Each annotation line contains data in the following grammar:
<annotation_line>: sp|<accession_number>|<gene_symbol> <common_name> <keywords_list>
<accession_number>: {uppercase letters or numbers}
<gene_symbol>: {uppercase letters or numbers}_HUMAN
<common_name>: {free text}
<keywords_list>: {keyword_pair}[;{keyword_pair}]
<keyword_pair>: {letters}={free text}
Example Annotation Line:
sp|P61812|TGFB2_HUMAN Transforming growth factor beta-2 KW=3D-structure;KW=Alternative splicing;KW=Aortic aneurysm;KW=Chromosomal rearrangement;KW=Cleavage on pair of basic residues;KW=Complete proteome;KW=Direct protein sequencing;KW=Disease mutation;KW=Disulfide bond;KW=Glycoprotein;KW=Growth factor;KW=Mitogen;KW=Polymorphism;KW=Reference proteome;KW=Secreted;KW=Signal;RefSeq=NM_001135599.3
This should be parsed into the following annotation dictionary:
{'accession': 'P61812',
'gene_symbol': 'TGFB2_HUMAN',
'keywords': ['3D-structure',
'Alternative splicing',
'Aortic aneurysm',
'Chromosomal rearrangement',
'Cleavage on pair of basic residues',
'Complete proteome',
'Direct protein sequencing',
'Disease mutation',
'Disulfide bond',
'Glycoprotein',
'Growth factor',
'Mitogen',
'Polymorphism',
'Reference proteome',
'Secreted',
'Signal'],
'name': 'Transforming growth factor beta-2',
'refseq': 'NM_001135599.3'}
Your final outcome should be a list of dictionaries. Example usage might be
>>> with open("sequences_with_annotations.txt") as f:
... sequence_data = parse_with_metadata(f)
>>> len(sequence_data)
138
Task 4: Partitioning on Keywords
Continuing to use the data you parsed from Task 3, get the complete set of all keywords in the dataset. For each keyword, count the number of times it occurs, and how often it co-occurs with each other keyword. Use this to construct a matrix of co-occurrences.

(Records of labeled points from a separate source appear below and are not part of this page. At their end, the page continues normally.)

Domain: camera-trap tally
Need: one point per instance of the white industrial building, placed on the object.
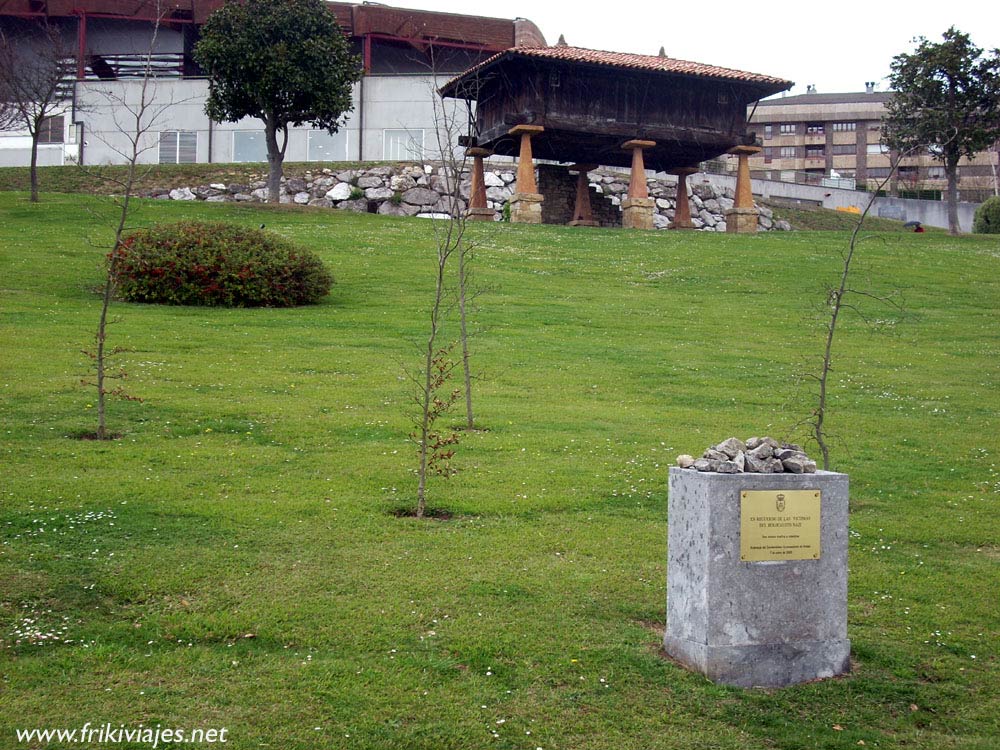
(406, 55)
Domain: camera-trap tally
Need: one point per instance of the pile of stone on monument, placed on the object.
(757, 455)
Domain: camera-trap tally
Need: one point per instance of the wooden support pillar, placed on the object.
(682, 209)
(526, 203)
(637, 209)
(478, 210)
(742, 217)
(583, 216)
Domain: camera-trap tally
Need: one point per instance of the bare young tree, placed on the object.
(837, 301)
(135, 112)
(32, 74)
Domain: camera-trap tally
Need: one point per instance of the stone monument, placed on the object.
(757, 576)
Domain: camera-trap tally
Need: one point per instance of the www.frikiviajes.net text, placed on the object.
(110, 734)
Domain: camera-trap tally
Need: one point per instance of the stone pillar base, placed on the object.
(637, 213)
(765, 665)
(742, 220)
(481, 214)
(526, 208)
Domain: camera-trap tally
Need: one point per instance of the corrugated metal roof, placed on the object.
(853, 97)
(626, 60)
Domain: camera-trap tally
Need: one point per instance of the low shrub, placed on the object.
(987, 219)
(217, 264)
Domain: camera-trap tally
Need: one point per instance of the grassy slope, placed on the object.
(72, 179)
(252, 491)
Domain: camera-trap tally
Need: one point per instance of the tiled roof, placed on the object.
(653, 63)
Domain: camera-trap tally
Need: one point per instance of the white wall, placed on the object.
(392, 103)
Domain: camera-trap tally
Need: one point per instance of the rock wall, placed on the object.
(426, 191)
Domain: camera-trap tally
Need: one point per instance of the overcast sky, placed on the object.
(835, 45)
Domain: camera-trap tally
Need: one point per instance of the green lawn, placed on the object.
(234, 562)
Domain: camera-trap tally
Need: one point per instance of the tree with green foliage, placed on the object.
(947, 99)
(285, 62)
(31, 84)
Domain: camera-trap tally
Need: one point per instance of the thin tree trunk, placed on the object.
(275, 157)
(34, 165)
(470, 422)
(427, 396)
(951, 169)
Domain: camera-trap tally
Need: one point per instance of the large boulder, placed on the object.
(339, 192)
(420, 197)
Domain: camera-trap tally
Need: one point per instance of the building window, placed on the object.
(50, 130)
(326, 147)
(178, 147)
(402, 145)
(249, 146)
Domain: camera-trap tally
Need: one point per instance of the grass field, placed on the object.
(233, 561)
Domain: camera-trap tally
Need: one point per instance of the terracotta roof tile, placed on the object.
(631, 61)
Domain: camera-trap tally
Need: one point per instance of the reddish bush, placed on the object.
(200, 263)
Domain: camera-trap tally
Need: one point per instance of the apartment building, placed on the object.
(816, 137)
(396, 115)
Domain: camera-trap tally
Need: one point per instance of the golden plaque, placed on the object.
(779, 525)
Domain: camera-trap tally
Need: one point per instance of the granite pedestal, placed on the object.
(754, 624)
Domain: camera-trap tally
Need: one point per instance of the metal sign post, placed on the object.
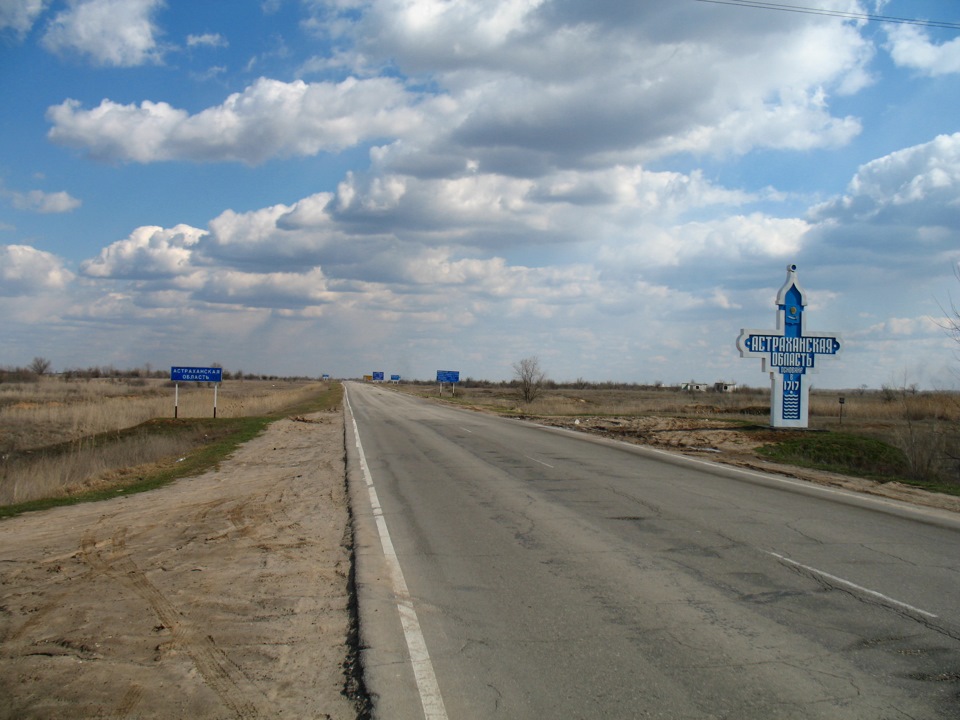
(789, 354)
(195, 374)
(450, 376)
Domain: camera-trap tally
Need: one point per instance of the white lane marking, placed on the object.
(854, 586)
(539, 461)
(429, 689)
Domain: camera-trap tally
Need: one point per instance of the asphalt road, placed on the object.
(514, 571)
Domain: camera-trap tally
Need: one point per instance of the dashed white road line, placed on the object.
(427, 686)
(853, 586)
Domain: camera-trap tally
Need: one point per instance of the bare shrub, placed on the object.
(530, 378)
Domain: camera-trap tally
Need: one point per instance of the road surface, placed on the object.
(508, 570)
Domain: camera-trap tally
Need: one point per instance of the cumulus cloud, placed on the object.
(207, 40)
(149, 252)
(917, 183)
(20, 15)
(43, 202)
(120, 33)
(910, 47)
(270, 118)
(27, 271)
(520, 87)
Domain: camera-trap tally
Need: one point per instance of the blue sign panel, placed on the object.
(788, 354)
(195, 374)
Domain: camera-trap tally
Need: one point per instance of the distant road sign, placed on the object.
(194, 374)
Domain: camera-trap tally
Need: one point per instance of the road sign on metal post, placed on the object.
(789, 354)
(450, 376)
(194, 374)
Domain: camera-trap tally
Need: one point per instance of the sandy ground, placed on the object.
(221, 596)
(721, 442)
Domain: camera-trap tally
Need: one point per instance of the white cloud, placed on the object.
(20, 15)
(910, 47)
(27, 271)
(522, 88)
(112, 32)
(149, 252)
(920, 182)
(43, 202)
(270, 118)
(207, 40)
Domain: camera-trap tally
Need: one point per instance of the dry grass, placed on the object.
(55, 435)
(53, 410)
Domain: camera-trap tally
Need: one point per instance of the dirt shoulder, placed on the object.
(219, 596)
(726, 443)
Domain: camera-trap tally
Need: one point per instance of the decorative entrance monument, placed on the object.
(789, 354)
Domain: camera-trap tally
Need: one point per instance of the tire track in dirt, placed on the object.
(224, 677)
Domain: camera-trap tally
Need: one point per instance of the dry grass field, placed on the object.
(60, 436)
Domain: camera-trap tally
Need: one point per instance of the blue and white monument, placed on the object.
(789, 354)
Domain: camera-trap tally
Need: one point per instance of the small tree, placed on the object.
(529, 377)
(40, 365)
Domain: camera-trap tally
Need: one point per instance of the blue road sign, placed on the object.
(195, 374)
(789, 354)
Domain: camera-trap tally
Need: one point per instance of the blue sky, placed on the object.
(343, 186)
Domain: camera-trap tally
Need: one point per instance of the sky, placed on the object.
(298, 187)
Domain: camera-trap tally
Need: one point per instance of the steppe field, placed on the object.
(64, 437)
(61, 437)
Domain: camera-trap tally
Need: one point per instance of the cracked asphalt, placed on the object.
(555, 575)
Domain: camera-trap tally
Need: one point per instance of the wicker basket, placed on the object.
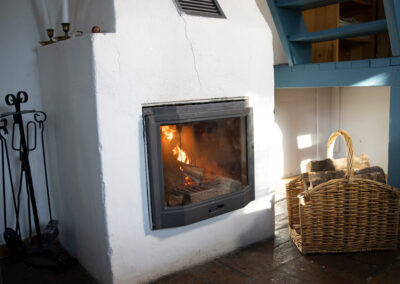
(343, 215)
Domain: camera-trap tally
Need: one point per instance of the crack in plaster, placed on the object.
(192, 49)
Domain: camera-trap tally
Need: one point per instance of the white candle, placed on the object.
(65, 11)
(45, 15)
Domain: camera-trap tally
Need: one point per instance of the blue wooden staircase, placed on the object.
(297, 41)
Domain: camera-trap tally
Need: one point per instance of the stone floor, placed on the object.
(273, 261)
(12, 272)
(279, 261)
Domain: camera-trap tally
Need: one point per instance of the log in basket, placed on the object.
(349, 214)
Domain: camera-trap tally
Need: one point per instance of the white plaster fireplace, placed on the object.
(93, 89)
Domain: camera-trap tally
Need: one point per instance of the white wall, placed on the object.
(365, 115)
(302, 113)
(156, 56)
(69, 98)
(18, 68)
(159, 56)
(362, 111)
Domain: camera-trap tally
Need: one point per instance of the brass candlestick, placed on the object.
(50, 34)
(65, 27)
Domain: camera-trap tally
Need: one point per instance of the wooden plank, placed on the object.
(306, 4)
(342, 76)
(355, 30)
(321, 19)
(392, 11)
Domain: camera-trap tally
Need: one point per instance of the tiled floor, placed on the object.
(278, 261)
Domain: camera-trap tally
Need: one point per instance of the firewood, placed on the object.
(174, 199)
(372, 173)
(320, 166)
(317, 178)
(193, 172)
(209, 189)
(359, 162)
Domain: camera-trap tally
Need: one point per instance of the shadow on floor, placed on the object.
(279, 261)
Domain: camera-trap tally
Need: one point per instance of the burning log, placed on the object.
(208, 190)
(372, 173)
(174, 200)
(193, 172)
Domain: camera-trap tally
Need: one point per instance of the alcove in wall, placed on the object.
(307, 117)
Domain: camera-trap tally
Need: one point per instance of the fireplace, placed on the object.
(199, 159)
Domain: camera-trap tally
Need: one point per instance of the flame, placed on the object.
(188, 181)
(182, 157)
(168, 132)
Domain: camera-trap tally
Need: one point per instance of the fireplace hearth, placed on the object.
(199, 159)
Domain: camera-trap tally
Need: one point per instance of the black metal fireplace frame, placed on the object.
(155, 115)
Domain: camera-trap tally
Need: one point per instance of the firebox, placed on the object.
(200, 159)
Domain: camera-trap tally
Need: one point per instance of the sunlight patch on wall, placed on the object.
(303, 165)
(304, 141)
(377, 80)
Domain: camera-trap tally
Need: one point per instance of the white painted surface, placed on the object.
(302, 112)
(362, 111)
(365, 115)
(68, 89)
(156, 56)
(19, 35)
(159, 56)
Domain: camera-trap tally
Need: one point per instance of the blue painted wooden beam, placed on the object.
(291, 22)
(355, 30)
(392, 11)
(305, 4)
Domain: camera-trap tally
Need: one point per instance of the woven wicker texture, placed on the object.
(343, 215)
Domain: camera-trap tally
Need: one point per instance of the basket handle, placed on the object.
(349, 149)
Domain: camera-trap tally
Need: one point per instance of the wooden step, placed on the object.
(355, 30)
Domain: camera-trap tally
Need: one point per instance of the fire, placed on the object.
(168, 132)
(182, 157)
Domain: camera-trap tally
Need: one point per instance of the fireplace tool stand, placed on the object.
(26, 144)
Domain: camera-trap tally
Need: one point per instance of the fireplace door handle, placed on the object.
(216, 208)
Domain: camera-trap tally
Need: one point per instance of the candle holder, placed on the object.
(65, 27)
(50, 34)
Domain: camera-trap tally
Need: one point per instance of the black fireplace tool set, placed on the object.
(42, 256)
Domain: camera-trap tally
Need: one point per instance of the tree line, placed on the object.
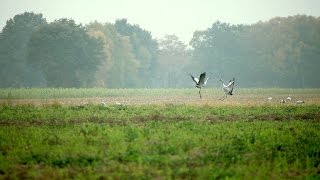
(281, 52)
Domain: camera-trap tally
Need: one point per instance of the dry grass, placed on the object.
(209, 98)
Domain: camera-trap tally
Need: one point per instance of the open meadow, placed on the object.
(159, 133)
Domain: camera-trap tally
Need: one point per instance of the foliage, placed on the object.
(65, 53)
(281, 52)
(14, 38)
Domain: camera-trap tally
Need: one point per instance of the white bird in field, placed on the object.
(289, 98)
(201, 82)
(300, 102)
(228, 89)
(103, 103)
(282, 101)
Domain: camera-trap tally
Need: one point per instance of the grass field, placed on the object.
(159, 134)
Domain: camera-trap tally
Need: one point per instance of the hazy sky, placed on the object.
(160, 17)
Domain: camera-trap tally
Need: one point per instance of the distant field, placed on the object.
(154, 96)
(158, 133)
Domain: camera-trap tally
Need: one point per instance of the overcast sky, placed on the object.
(160, 17)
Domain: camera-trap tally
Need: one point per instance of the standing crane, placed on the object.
(227, 89)
(201, 82)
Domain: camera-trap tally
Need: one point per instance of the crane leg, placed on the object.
(223, 97)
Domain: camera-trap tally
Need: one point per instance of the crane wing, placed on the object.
(196, 80)
(205, 82)
(231, 85)
(202, 78)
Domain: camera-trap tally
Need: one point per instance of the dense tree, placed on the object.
(145, 49)
(65, 53)
(174, 58)
(120, 67)
(14, 70)
(281, 52)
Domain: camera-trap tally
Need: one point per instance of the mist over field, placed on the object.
(117, 90)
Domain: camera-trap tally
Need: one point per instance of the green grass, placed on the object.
(159, 141)
(48, 93)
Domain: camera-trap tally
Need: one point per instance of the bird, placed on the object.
(201, 82)
(228, 89)
(300, 102)
(103, 103)
(282, 101)
(289, 98)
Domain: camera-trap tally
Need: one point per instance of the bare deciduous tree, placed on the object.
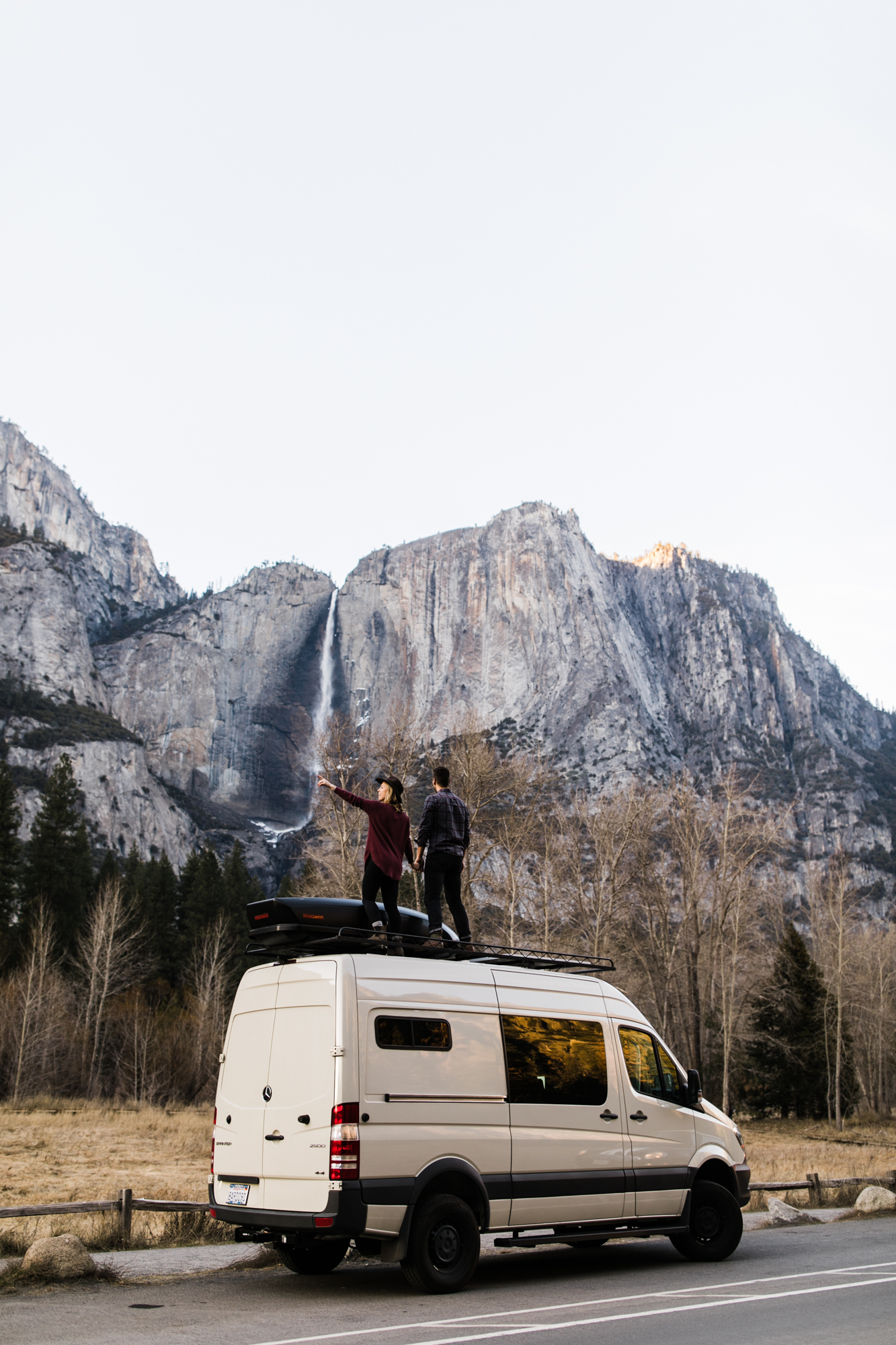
(106, 962)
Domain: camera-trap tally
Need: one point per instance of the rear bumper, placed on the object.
(345, 1208)
(741, 1174)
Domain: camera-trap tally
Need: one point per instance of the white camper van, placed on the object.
(411, 1105)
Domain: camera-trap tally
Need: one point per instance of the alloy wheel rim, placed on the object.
(706, 1225)
(444, 1245)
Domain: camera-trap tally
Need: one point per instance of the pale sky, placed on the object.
(303, 279)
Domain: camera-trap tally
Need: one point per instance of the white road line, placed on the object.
(653, 1312)
(587, 1303)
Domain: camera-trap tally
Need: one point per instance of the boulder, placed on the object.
(783, 1214)
(58, 1258)
(874, 1198)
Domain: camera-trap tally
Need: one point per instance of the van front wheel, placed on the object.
(314, 1258)
(443, 1249)
(716, 1225)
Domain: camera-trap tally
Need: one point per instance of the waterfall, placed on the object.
(272, 832)
(325, 697)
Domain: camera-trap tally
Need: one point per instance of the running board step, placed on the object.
(631, 1230)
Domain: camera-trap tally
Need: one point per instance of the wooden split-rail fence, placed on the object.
(127, 1202)
(126, 1206)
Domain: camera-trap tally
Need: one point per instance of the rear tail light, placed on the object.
(345, 1145)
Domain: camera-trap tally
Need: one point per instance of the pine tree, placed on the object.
(788, 1067)
(241, 888)
(202, 895)
(58, 867)
(10, 859)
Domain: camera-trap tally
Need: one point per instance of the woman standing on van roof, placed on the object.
(388, 844)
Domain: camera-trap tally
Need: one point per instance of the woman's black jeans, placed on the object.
(374, 882)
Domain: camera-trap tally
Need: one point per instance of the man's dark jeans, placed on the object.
(444, 871)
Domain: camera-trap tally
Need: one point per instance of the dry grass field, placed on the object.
(53, 1152)
(787, 1151)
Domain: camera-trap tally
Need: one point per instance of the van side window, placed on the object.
(413, 1034)
(641, 1062)
(555, 1061)
(674, 1086)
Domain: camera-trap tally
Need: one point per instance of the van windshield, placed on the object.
(555, 1061)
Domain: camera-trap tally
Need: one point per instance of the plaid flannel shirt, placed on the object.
(444, 825)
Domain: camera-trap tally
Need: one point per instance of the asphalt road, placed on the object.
(811, 1285)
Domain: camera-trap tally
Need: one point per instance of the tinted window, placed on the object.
(413, 1034)
(556, 1061)
(641, 1062)
(674, 1086)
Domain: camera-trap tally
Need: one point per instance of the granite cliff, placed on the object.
(618, 668)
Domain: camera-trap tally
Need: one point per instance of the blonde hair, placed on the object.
(397, 805)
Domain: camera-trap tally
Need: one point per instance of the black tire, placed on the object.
(716, 1225)
(314, 1258)
(443, 1249)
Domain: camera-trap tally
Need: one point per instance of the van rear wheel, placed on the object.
(314, 1258)
(716, 1225)
(443, 1249)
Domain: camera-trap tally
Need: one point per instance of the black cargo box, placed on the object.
(284, 922)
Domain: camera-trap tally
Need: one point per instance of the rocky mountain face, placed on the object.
(114, 574)
(616, 668)
(224, 692)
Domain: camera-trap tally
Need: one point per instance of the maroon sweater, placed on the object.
(388, 836)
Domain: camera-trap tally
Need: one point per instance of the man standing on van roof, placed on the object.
(444, 833)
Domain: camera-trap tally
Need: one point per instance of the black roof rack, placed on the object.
(349, 939)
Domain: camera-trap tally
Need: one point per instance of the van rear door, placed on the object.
(302, 1081)
(240, 1102)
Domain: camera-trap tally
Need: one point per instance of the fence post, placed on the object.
(126, 1199)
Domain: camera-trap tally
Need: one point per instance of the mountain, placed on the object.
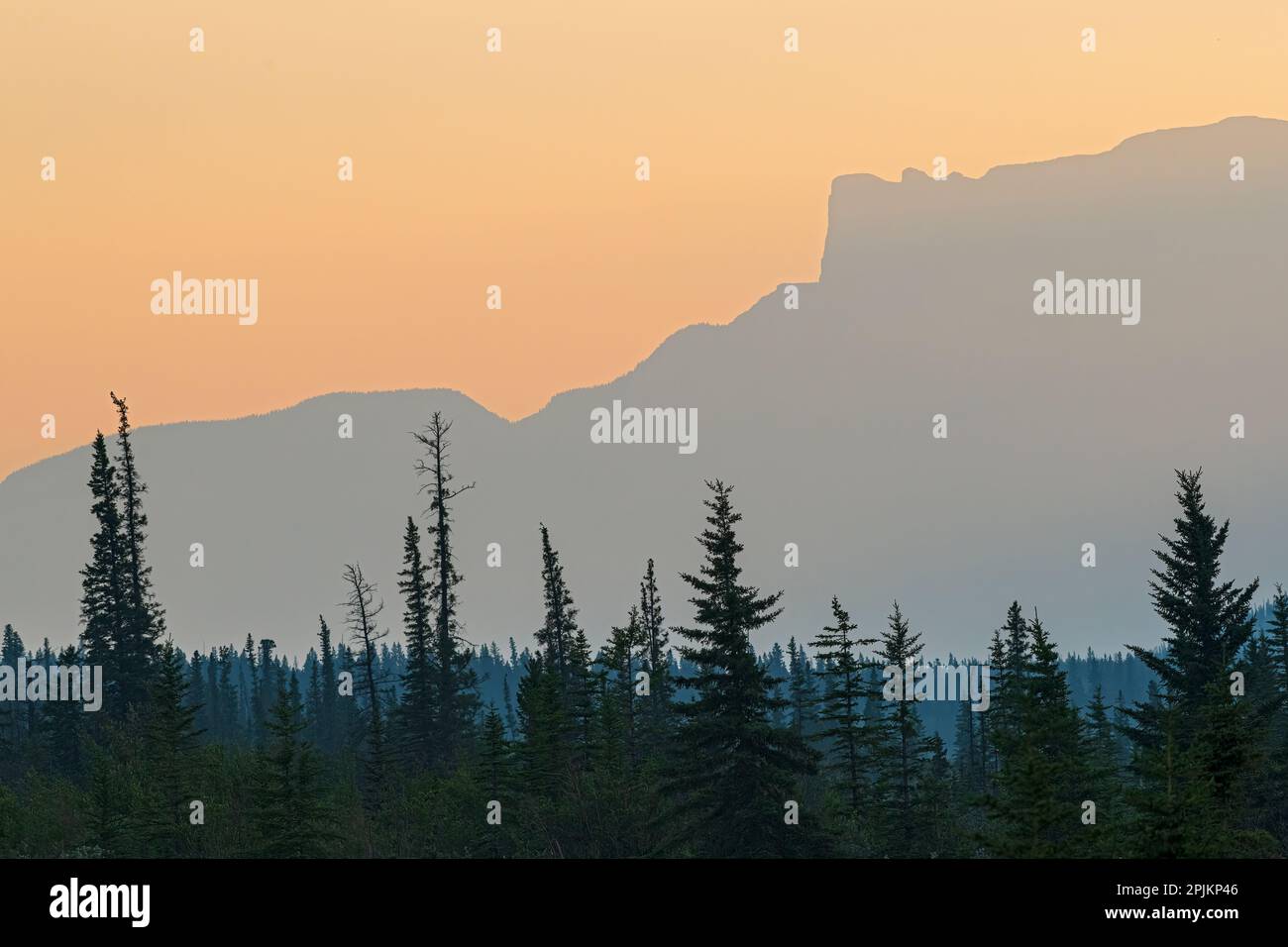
(1061, 431)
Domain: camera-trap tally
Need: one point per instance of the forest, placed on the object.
(670, 740)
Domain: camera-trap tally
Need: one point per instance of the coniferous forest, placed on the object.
(395, 736)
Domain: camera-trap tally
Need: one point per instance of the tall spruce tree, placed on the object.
(104, 602)
(901, 731)
(143, 622)
(735, 771)
(1196, 744)
(455, 697)
(656, 660)
(361, 615)
(844, 696)
(290, 813)
(417, 712)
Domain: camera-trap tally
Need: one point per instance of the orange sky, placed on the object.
(513, 169)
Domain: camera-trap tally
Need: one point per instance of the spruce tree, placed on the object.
(1196, 745)
(735, 772)
(417, 712)
(327, 737)
(104, 600)
(656, 660)
(291, 817)
(900, 724)
(170, 738)
(361, 615)
(844, 694)
(143, 622)
(455, 697)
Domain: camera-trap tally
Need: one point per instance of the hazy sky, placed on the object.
(513, 169)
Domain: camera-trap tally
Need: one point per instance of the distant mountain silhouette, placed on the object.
(1061, 431)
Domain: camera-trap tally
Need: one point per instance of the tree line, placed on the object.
(669, 740)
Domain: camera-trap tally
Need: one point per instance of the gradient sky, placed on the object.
(511, 169)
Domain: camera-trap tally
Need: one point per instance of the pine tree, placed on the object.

Using this matrix, find the most frequent keyword, and it’s most common co-occurring keywords.
Task 5: Writing Structured Data Out
Convert your dictionary representation into a text format you can write to a file and read back in to construct the same dictionary. If you choose to use an existing format, explain why you chose the format and what its strengths and weaknesses are.